Second, if a borrower can succeed in getting a default, the very LAST thing you want to do is to let the scam artists who coached you learn of it. These scam artists will ALWAYS begin to use this unexpected success as a promotional vehicle to draw in additional victims. When the scam artists begin promoting the result, the bank quickly learns about the judgment and is able to get it reversed. In fact, the very LAST thing that a borrower wants to do is to make the defendant aware of the judgment.

In Texas, one the prevailing party gets past 30 days without a motion to vacate or a notice of appeal, these avenues evaporate. Getting past six months will deny the defendant an oportunity to file a restricted appeal.

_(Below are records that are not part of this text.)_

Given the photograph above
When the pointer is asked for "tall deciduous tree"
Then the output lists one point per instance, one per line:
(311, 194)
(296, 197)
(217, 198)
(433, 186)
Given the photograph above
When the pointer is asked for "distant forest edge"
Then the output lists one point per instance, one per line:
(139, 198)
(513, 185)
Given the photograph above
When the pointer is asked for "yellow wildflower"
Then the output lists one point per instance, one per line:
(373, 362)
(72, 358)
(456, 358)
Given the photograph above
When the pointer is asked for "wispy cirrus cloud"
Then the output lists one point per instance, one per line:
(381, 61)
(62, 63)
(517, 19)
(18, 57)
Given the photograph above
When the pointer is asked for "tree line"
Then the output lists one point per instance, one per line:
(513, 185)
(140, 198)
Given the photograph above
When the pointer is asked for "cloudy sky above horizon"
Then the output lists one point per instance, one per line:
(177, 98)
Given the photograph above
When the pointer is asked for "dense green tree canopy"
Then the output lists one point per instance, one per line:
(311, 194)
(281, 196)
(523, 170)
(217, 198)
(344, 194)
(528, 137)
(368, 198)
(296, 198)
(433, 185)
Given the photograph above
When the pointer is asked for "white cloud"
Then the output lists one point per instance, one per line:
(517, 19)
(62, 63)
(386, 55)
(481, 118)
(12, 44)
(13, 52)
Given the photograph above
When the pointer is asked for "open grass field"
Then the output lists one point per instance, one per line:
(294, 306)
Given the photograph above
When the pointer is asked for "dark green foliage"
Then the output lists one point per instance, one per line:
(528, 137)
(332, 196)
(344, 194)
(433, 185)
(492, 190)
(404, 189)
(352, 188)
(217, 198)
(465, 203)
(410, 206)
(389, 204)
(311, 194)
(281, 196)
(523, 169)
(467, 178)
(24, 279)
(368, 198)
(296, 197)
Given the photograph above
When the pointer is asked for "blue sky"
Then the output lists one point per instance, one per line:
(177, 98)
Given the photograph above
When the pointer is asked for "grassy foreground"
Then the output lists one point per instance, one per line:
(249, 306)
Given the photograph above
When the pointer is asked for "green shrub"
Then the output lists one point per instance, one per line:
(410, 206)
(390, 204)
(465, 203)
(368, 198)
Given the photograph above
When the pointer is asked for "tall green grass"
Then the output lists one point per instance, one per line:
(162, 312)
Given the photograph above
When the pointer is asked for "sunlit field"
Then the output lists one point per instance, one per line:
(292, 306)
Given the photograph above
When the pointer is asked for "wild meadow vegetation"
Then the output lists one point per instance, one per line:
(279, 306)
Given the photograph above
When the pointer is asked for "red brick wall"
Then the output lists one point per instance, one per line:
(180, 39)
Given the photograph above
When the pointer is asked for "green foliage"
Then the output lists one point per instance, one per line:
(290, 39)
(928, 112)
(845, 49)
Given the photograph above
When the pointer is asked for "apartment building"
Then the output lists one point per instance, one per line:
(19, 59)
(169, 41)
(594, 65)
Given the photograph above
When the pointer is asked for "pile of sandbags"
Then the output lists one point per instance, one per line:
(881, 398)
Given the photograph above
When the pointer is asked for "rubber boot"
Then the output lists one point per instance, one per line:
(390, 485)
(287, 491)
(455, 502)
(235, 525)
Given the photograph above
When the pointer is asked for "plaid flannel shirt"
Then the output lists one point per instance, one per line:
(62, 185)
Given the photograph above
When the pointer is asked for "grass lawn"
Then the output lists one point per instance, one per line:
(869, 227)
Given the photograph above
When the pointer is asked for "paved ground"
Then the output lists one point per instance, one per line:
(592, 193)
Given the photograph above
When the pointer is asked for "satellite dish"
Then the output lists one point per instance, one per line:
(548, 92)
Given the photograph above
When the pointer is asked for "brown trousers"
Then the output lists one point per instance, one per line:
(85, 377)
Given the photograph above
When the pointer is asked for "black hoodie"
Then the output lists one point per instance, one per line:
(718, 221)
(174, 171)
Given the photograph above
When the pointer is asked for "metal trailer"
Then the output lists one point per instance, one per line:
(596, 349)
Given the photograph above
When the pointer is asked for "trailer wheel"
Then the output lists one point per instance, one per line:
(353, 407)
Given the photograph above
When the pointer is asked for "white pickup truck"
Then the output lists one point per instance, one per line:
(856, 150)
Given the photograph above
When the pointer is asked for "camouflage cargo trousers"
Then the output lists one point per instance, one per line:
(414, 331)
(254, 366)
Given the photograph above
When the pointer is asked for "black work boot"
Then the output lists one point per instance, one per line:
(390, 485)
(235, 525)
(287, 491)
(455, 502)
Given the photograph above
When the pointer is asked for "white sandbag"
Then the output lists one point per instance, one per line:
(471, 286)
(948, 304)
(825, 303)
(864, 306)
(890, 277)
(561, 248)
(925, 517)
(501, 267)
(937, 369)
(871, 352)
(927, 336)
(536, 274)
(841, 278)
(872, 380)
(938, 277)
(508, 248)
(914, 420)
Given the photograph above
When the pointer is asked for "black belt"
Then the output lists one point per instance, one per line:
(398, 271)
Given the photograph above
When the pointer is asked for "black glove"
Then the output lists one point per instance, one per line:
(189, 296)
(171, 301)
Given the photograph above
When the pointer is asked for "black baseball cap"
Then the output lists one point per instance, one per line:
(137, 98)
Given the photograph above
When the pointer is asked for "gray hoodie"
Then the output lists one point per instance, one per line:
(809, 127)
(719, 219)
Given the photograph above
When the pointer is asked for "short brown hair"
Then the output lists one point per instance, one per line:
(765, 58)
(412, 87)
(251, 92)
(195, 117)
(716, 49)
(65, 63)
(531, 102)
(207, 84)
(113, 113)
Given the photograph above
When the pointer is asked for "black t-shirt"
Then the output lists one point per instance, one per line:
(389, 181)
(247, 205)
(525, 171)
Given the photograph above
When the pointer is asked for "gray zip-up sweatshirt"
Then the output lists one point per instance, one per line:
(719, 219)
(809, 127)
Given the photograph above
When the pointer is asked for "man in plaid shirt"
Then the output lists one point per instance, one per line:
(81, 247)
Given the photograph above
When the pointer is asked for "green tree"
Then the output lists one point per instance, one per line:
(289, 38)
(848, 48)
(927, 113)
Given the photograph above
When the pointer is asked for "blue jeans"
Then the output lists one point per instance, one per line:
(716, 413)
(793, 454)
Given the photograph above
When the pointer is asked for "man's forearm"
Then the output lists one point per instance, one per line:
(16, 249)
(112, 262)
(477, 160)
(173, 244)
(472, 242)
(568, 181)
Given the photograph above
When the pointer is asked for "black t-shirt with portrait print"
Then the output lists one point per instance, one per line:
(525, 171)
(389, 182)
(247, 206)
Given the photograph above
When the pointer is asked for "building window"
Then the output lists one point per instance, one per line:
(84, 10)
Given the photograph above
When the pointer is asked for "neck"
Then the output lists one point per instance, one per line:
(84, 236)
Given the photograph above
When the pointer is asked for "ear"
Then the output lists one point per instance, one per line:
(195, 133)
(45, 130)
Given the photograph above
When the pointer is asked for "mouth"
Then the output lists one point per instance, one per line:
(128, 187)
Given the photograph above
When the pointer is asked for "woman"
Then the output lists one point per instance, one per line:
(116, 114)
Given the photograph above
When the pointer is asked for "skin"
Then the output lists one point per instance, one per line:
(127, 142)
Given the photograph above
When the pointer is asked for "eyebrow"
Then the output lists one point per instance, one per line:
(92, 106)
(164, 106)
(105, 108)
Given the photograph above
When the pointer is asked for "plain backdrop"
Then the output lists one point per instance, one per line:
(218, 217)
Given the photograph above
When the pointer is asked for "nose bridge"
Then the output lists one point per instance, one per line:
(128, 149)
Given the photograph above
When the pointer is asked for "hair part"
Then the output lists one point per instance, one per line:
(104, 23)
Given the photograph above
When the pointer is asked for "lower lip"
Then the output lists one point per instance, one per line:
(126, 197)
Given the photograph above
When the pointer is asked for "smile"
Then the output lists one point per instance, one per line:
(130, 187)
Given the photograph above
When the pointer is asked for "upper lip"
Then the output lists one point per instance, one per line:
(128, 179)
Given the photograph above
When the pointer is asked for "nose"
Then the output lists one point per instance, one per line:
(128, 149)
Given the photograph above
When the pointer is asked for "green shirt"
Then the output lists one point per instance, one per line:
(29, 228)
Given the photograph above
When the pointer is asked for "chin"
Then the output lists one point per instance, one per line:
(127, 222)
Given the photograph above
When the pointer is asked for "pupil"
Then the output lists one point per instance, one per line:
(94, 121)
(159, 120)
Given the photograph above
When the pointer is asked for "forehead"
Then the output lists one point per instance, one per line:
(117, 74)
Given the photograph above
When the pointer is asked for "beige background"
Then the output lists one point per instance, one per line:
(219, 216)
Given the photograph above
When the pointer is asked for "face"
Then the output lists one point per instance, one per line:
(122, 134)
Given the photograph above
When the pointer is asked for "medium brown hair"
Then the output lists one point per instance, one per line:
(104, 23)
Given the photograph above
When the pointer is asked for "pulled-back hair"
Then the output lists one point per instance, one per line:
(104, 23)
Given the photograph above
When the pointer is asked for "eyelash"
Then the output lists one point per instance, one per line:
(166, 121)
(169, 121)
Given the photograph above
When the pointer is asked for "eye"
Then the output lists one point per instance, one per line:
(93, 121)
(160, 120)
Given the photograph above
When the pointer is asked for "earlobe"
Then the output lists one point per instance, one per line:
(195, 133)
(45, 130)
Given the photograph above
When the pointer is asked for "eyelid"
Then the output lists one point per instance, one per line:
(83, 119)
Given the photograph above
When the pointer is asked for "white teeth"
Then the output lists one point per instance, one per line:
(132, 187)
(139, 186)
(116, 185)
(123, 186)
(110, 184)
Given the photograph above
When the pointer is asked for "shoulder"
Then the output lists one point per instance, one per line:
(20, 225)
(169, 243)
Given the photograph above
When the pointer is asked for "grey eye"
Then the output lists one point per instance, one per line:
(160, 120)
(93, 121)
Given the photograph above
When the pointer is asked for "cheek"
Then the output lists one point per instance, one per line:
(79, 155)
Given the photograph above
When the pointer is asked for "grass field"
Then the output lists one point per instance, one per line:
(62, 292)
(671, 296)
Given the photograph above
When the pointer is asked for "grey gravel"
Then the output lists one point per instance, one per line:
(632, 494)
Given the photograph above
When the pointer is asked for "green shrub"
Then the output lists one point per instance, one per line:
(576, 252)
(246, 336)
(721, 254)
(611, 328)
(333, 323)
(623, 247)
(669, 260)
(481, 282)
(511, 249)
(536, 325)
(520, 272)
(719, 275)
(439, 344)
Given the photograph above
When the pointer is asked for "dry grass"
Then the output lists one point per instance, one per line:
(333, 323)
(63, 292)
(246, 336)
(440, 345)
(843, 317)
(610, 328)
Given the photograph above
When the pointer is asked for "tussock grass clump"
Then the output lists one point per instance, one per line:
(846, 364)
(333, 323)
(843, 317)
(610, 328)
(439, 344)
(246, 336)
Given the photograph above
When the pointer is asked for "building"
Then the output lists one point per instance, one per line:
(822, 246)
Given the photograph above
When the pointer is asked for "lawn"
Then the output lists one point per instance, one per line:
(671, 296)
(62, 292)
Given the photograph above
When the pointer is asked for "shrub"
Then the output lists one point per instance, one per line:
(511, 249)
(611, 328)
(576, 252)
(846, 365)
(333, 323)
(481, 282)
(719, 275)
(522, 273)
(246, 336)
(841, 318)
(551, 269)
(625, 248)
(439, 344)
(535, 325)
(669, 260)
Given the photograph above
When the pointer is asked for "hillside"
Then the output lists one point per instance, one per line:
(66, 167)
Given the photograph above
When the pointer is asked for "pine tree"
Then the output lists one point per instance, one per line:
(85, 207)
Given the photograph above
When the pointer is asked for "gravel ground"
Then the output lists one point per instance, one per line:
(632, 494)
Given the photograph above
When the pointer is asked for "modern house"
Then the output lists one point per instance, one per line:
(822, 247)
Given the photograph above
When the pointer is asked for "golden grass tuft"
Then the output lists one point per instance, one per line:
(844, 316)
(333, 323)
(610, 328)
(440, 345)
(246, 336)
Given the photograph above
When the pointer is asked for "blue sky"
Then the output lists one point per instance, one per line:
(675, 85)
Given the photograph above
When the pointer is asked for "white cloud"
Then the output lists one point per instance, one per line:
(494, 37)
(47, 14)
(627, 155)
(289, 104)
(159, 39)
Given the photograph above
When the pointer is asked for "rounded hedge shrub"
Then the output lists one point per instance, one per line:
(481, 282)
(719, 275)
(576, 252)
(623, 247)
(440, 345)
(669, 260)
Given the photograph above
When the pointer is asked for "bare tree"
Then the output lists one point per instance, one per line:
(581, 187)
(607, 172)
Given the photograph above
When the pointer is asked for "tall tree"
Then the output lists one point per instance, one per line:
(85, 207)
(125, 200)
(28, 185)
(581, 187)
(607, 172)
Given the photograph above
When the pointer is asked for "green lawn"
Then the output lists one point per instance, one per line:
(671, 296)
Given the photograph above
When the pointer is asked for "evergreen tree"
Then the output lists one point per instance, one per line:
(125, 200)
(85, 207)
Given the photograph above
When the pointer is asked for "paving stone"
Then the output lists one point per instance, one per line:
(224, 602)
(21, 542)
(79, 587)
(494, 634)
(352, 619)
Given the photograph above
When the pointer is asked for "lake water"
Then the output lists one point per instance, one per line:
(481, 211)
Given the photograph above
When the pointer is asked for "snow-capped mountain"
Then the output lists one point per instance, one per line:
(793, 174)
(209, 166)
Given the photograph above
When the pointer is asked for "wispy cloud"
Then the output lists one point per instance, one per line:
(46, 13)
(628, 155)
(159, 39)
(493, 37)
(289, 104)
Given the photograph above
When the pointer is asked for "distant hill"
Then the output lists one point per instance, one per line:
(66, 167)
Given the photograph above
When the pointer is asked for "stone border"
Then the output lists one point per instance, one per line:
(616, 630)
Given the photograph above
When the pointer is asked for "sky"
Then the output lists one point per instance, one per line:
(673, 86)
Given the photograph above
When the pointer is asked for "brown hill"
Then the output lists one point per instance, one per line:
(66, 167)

Even so, the defendant can still seek to have the judgment vacated for an additional four years using a bill of review.

So the very best strategy would be to take the judgment and put it in a very safe place and to avoid doing anything that would call the attention of the sleeping giants to this unexpected windfall.

Of course, the story line of all of the debt elimination scams is that the borrower is entitled to a free house and that simply by paying the scam artists money for the specious pleadings tht every borrower can prevail. Thus, this myth and meme encourages the borrower to rush forward to announce the borrower's victory. But the reason that we are not seeing hundreds of thousands or millions of such victories is that even success in getting a default is quite rare and almost NONE of the defaults ever survives when the defendant seeks to have the judgment vacated.

If you get swindled out of thousands or tens of thousands of dollars and are the 1 in 1,000 who succeeds in getting a default judgment, KEEP YOUR MOUTH SHUT and DO NOTHING WHICH MIGHT ALERT EITHER THE SCAM ARTISTS OR THE LENDER TO YOUR FREAK SUCCESS! (Of course, if you use the crooked lawyer suggested by the scam artists he will surely tell the scam artists about the outcome because this will help to generate new leads as to gullible marks defraud in the next round of the con.)

Third, it is very important to understand that when you buy into the debt elimination scam swindle, you are not simply going to lose the money you paid to the scam artists. You will also be out of pocket for any money you paid to your attorneys (and all the more when you think you are going to succeed in defending a specious default judgment on appeal). (When the swindlers include an attorney, very often that attorney will be paid a referral fee by the crooked local attorney they identify for you to use in bringing the frivolous case.) But the costs do not even stop there. You will also likely to find yourself fully responsible under Paragraph 9 of the mortgage, deed of trust, security deed or other security instrument for the full amount of the lender's legal fees, no matter how much they spend.

Nor will the lender have to get a court judgment to collect their fees. Under Paragraph 9, the Lender simply ADDS THESE COSTS, very often $25,000 to $35,000, to your monthly mortgage payment and then declares default when you fail to pay. In non-judicial foreclosure states like Texas, the lender will then conduct a non-judicial foreclosure and you will be put out of your house with little legal recourse.

So very often the total cost of the debt elimination scam runs upwards of $50,000 to the borrower, plus the borrower also loses their house!

When someone introduces you to a debt elimination scam artist, the very first thing you should do is get as much information as possible, including photographs of those involved, and report these criminals to law enforcement authorities immediately.